Pievsky: Capacity decision irrational
The Legal Ombudsman (LeO) was wrong to find that a law firm failed to adequately assess a client’s capacity and should pay her £15,700 in compensation, the High Court has ruled.
But it upheld LeO’s separate finding that London family law firm Aina Khan Law (AKL) should pay the client £35,500 for failing to update her on the escalating costs of her divorce proceedings.
Sitting as a deputy High Court judge, David Pievsky KC said that notwithstanding “the wide latitude” Parliament had given LeO to decide what was fair and reasonable in all the circumstances of a particular case, “I am unable to accept that the conclusions about capacity in the decision were rational”.
AKL acted for ‘CXV’ in sensitive proceedings in 2020 and the following year the client complained to LeO about poor service.
Though the initial investigator concluded that the firm’s service had been of “a reasonable standard”, on review an ombudsman decided that it was not. She said the firm had not adequately assessed CXV’s litigation capacity and the costs were excessive.
The ombudsman set the compensation at £51,200, made up of a £35,500 refund of the costs paid – “as a remedy for the impact of the firm’s poor service relating to costs” – and a further fee reduction of £15,700, 20% of the net fees paid by CXV, over the capacity issue.
AKL sought a judicial review. Judge Pievsky found that the ombudsman conflated indications of mental health conditions with those of a lack of capacity, “or at best failed to keep the critical distinction between those concepts in mind”.
LeO said it was clear from the outset that CXV was suffering from mental health issues. But, the judge ruled, it did not address “whether those ‘issues’ had consequences such as to require a reasonable solicitor to have doubts about the potential client’s capacity, and if so why”.

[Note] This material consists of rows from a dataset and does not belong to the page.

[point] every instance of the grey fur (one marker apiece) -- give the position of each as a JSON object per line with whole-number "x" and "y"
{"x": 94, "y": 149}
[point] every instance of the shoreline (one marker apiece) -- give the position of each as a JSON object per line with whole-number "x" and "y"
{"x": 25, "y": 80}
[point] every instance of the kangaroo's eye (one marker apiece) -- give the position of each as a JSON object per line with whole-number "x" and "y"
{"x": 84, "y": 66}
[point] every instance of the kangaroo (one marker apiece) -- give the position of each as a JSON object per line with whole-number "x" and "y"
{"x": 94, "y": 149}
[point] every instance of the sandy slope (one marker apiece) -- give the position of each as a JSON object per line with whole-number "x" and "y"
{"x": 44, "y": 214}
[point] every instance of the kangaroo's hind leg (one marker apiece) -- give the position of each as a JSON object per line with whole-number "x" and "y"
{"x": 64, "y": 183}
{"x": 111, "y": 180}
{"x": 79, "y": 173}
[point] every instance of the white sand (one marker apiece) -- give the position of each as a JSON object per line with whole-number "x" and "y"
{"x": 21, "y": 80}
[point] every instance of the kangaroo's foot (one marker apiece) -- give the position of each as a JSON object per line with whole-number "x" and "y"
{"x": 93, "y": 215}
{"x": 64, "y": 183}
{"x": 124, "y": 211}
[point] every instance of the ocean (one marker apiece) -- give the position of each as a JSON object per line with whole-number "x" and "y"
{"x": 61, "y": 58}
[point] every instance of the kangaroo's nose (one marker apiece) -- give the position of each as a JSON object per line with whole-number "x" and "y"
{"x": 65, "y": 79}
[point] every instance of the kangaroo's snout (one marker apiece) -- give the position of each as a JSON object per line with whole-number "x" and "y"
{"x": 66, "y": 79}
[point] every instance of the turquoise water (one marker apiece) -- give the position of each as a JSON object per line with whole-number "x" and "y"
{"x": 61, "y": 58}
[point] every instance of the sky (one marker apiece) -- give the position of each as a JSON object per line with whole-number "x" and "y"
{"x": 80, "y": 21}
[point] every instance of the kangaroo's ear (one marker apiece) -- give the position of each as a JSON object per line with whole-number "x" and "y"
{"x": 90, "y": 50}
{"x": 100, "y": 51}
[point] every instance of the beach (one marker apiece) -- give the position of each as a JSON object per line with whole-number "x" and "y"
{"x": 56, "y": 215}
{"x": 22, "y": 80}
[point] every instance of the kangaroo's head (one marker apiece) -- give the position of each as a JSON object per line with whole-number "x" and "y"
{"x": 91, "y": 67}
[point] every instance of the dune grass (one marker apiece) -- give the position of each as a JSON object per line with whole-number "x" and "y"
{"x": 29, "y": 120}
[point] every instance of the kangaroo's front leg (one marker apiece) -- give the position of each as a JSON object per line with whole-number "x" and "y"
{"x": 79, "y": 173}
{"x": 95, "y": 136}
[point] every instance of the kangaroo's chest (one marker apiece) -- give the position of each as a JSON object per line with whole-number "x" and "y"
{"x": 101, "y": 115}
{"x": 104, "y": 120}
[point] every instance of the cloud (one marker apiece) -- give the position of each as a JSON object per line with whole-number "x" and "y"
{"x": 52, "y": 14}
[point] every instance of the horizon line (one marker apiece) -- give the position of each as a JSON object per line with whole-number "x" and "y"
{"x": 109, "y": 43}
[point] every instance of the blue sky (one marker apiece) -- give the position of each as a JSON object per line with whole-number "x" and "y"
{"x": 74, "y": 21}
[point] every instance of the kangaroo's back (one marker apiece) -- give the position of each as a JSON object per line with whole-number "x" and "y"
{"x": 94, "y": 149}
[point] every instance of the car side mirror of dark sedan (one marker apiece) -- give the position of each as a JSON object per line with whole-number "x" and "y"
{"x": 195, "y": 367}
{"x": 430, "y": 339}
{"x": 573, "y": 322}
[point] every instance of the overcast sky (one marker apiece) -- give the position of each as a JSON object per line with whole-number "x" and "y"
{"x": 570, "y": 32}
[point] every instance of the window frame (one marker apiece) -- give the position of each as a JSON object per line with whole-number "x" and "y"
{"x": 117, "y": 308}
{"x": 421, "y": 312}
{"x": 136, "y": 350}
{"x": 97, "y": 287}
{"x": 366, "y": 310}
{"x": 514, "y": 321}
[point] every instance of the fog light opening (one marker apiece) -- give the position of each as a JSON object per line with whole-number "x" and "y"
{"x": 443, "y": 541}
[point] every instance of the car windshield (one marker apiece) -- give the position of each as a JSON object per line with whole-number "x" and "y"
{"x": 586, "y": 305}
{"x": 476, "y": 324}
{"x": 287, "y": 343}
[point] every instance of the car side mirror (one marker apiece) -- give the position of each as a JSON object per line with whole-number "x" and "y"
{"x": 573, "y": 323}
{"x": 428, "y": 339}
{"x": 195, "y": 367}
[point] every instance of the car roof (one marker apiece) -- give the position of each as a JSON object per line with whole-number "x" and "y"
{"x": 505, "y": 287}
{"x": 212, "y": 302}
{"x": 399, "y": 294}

LeO relied in particular on the facts that the client had been referred to a psychiatrist and was taking amphetamines for ADHD, but these did not indicate a loss of capacity, he went on.
There was also no evidence that LeO “had regard to or grappled with” the urgency of the matter, and “that divorce and family proceedings often involve individuals who present from the outset as distressed, emotionally raw, depressed, or even (in some cases) delusional”.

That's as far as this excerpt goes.